Release Date: January 4, 2012
Writer: Enrique Carrion
Art: John Upchurch
Letters: Rafael Diaz
Cover: John Upchurch
Publisher: Image Comics
I have an unnatural fascination with Hitler. And anything that involves femme fatales. It makes perfect sense, then, that I jumped on the opportunity to review Vescell #5, which is subtitled “Hitler’s a Bitch” and described on Image’s website as pitting the series’s protagonist against “evil Gestapo scientists, crooked cops, and Fraulein femme fatales.” The Vescell series follows former Icarus City Detective Mauricio Barrino (fondly called “Moo” by his girlfriend), who works for an international tech operation called the Vescell Company. The company is responsible for creating “Vtrans,” a process by which a person’s mind and soul is transferred from one body to another. As you can imagine, Vtrans made life hell for detectives like Barrino (if you can’t identify a body by his or her fingerprints, dental records, etc. how can you identify it?). But now Barrino works for Vescell investigating nefarious events in the seedy world of high end corporate espionage where he must navigate entanglements with the local police department, the Paranormal Authority Agency, and various other interested parties.

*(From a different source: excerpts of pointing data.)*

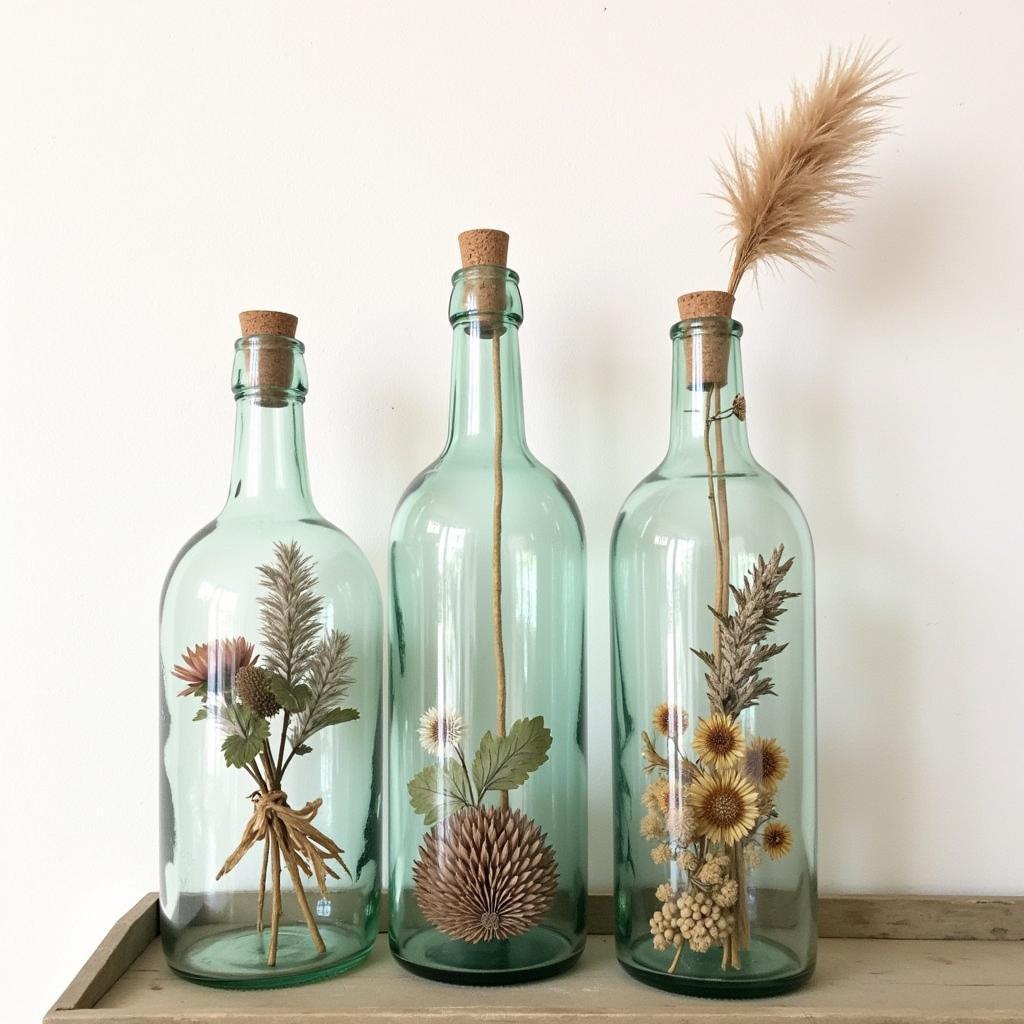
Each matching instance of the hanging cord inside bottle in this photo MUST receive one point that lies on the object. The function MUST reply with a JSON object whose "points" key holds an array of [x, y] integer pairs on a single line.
{"points": [[496, 551]]}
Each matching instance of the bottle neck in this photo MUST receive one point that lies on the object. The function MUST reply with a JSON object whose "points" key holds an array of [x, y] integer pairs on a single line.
{"points": [[485, 313], [269, 475], [707, 379]]}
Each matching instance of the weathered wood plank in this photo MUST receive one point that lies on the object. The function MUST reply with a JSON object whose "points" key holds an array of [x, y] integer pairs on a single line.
{"points": [[858, 981], [921, 918], [863, 976], [129, 937]]}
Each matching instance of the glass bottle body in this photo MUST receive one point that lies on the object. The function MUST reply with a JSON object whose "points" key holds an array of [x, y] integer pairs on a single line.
{"points": [[665, 570], [213, 595], [442, 657]]}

There are three things I’d like to stress about this comic book. First: it’s good. In fact, I’d go so far as to say that it’s really good. Of course, you should take my predilection for reading anything involving strong, dangerous leading ladies and Nazi Germany into consideration when deciding whether to take my advice on this series, but that said I would put Vescell on a must-read comic book list without hesitation. Second, this comic book series is not for kids. And by kids, I mean anyone under, say, 17. If comic books had an MPAA-type rating system like movies do, Vescell #5 would be a hard R for sex, violence, language, and pretty graphic depictions of male genitalia. While artistically rendered by John Upchurch — his illustration style is the third point I’d like to emphasize here — the fact remains that the subject matter and language of this series are not appropriate for younger audiences, so don’t hand over a copy of Vescell #5 to your niece as an example of how beautiful comic books can be these days without taking a quick browse through it yourself.
To re-emphasize my third point, Vescell #5 — and the rest of the series, too, for that matter — is absolutely beautiful. Upchurch’s illustrations, which use color and shading rather than more traditional comic book inking to give characters depth, bring Enrique Carrion’s story to life with refreshing vibrancy and a consistency not usually characteristic of the more artistic illustration styles used in contemporary comic book series. The colors translate well to electronic representation, as well, so Vescell looks just as good online as it does in print.
The Vescell series is just one of the impressive comic books published by Image Comics these days, and I highly recommend checking out their entire lineup of ongoing series, including Witchblade, Fatale, and the latest round of Pilot Season comics.